In particular, she will discuss a study she co-authored that was published in Blood, “Modeling and targeting of erythroleukemia by hematopoietic genome editing,” in which she developed faithful experimental models of acute erythroid leukemia (AEL) in mice by multiplex genome editing of recurrently co-mutated genes.
As part of this work, Dr. Iacobucci and colleagues used single-cell analysis determine mutational co-occurrence and sequence of acquisition of multiple tumor stages, identifying primary and secondary mutations that promote clonal fitness and genesis of the leukemic phenotype.
Dr.
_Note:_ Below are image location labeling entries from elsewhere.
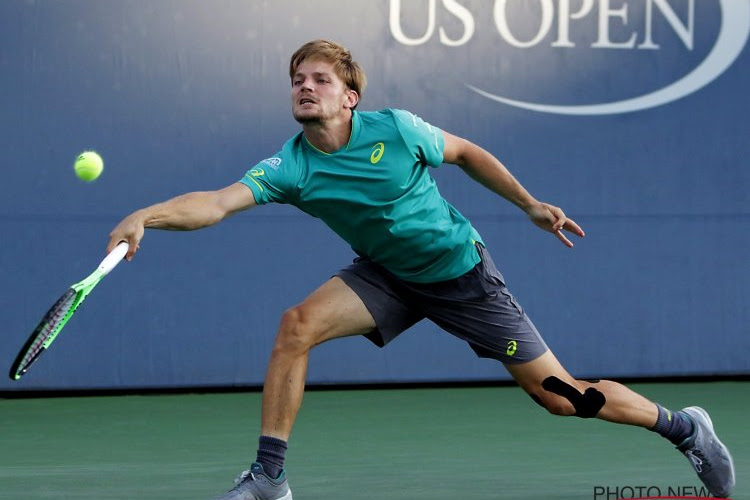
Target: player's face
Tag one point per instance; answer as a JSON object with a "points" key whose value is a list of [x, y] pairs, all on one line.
{"points": [[318, 94]]}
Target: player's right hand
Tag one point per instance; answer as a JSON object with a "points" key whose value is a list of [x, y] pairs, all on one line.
{"points": [[130, 230]]}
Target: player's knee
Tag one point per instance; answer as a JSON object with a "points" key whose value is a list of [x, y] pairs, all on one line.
{"points": [[297, 332], [563, 398], [556, 405]]}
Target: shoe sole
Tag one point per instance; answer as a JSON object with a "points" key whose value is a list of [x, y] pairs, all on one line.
{"points": [[703, 415]]}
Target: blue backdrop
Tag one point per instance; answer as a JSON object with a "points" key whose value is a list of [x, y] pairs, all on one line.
{"points": [[631, 115]]}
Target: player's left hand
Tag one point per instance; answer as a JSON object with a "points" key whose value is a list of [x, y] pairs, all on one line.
{"points": [[553, 219]]}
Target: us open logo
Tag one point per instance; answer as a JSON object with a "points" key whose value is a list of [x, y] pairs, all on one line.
{"points": [[581, 57]]}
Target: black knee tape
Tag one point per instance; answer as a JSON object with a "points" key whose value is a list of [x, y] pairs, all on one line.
{"points": [[537, 400], [586, 405]]}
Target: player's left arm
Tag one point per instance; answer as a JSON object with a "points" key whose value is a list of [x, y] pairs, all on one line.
{"points": [[484, 168]]}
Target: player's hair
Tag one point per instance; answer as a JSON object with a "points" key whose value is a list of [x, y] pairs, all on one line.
{"points": [[345, 67]]}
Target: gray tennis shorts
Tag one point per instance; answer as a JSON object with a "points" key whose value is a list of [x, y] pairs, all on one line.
{"points": [[476, 307]]}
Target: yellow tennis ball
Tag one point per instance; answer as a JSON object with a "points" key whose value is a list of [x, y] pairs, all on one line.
{"points": [[88, 166]]}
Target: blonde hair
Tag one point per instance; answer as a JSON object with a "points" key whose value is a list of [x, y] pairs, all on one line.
{"points": [[344, 66]]}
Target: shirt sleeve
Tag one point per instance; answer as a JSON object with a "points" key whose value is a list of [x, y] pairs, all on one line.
{"points": [[270, 180], [425, 140]]}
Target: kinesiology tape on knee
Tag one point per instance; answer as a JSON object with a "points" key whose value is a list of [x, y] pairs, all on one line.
{"points": [[587, 405]]}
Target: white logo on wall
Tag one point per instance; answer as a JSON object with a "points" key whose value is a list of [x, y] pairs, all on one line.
{"points": [[732, 37]]}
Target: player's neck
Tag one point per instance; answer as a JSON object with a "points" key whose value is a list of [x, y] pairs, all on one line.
{"points": [[331, 135]]}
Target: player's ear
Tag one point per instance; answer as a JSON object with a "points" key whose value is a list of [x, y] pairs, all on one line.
{"points": [[352, 99]]}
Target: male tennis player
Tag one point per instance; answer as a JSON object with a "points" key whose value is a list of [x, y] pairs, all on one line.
{"points": [[366, 175]]}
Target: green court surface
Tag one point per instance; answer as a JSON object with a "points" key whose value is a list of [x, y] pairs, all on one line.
{"points": [[397, 444]]}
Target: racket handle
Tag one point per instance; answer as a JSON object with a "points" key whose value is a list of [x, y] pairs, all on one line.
{"points": [[114, 258]]}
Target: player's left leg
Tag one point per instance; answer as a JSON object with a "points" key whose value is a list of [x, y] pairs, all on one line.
{"points": [[691, 429]]}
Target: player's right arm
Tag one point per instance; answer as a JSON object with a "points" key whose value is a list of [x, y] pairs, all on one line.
{"points": [[183, 213]]}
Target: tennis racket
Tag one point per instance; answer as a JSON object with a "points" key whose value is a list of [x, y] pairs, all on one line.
{"points": [[60, 313]]}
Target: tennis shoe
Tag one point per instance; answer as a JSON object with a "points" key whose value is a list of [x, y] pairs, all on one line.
{"points": [[254, 484], [708, 456]]}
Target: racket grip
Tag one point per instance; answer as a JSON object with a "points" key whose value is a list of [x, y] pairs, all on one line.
{"points": [[113, 258]]}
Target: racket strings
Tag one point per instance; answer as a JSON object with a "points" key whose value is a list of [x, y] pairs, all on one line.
{"points": [[53, 318]]}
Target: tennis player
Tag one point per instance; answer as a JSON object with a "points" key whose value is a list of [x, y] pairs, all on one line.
{"points": [[366, 175]]}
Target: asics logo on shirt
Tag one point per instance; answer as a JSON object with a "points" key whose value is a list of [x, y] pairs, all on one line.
{"points": [[377, 152], [256, 172]]}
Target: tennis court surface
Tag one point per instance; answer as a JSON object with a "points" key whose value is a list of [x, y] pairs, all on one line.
{"points": [[401, 444]]}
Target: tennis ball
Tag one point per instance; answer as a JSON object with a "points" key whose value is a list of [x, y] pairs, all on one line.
{"points": [[88, 166]]}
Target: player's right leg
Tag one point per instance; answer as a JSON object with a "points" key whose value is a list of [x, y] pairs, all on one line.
{"points": [[331, 311], [690, 430]]}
Iacobucci’s presentation will be followed by a live audience Q&A that will discuss this work as well as her experience as a pioneering woman in single-cell research.
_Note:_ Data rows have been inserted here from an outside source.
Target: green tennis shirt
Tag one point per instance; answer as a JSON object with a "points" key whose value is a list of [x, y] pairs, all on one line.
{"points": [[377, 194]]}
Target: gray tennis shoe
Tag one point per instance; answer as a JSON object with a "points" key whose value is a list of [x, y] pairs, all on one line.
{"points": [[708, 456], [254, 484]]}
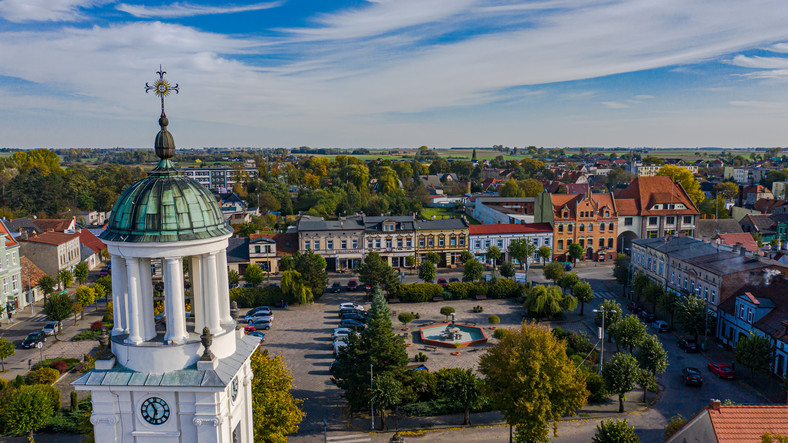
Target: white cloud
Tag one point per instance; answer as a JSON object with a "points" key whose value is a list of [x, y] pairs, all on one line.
{"points": [[46, 10], [176, 10]]}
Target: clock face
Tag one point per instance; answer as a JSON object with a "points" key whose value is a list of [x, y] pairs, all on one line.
{"points": [[234, 388], [155, 411]]}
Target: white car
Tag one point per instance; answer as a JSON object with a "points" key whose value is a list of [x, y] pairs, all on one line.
{"points": [[350, 305], [340, 332]]}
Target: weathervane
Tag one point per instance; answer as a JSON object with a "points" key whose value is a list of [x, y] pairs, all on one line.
{"points": [[162, 88]]}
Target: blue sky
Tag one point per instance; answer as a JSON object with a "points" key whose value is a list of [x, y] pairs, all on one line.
{"points": [[396, 73]]}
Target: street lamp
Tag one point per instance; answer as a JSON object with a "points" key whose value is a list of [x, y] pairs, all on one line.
{"points": [[602, 335]]}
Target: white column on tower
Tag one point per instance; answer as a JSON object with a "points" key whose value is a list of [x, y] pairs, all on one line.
{"points": [[146, 297], [119, 300], [172, 270], [135, 305], [211, 293], [224, 289]]}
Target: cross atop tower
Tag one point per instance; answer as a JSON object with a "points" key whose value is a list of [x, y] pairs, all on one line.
{"points": [[161, 88]]}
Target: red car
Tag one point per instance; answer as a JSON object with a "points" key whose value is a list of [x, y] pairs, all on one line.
{"points": [[722, 370]]}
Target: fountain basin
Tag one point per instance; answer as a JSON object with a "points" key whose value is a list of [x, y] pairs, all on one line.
{"points": [[469, 335]]}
Dr. Ilaria Iacobucci, PhD, is a Staff Scientist in the Department of Pathology at St. Jude Children’s Research Hospital. Her research focuses on the understanding of mechanisms underlying the pathogenesis of high-risk myeloid and lymphoid leukemia subtypes in both children and adults through the identification of novel genetic alterations with a diagnostic, prognostic, and therapeutic relevance and the development of preclinical in-vitro and in-vivo models that faithfully recapitulate human leukemia. She has published more than 130 peer-reviewed articles and contributed to the identification of multiple new subtypes of acute lymphoblastic leukemia, such as EPOR-rearranged, DUX4/ERG-deregulated, MEF2D-rearranged and PAX5 P80R mutated. She has defined the genomic landscape of acute erythroid leukemia and identified multiple subgroups with distinct genomic features and transcriptional profiles and generated a number of new engineered mouse models of lymphoid, erythroid and myeloid leukemia that faithfully recapitulate the genetic alterations observed in human diseases.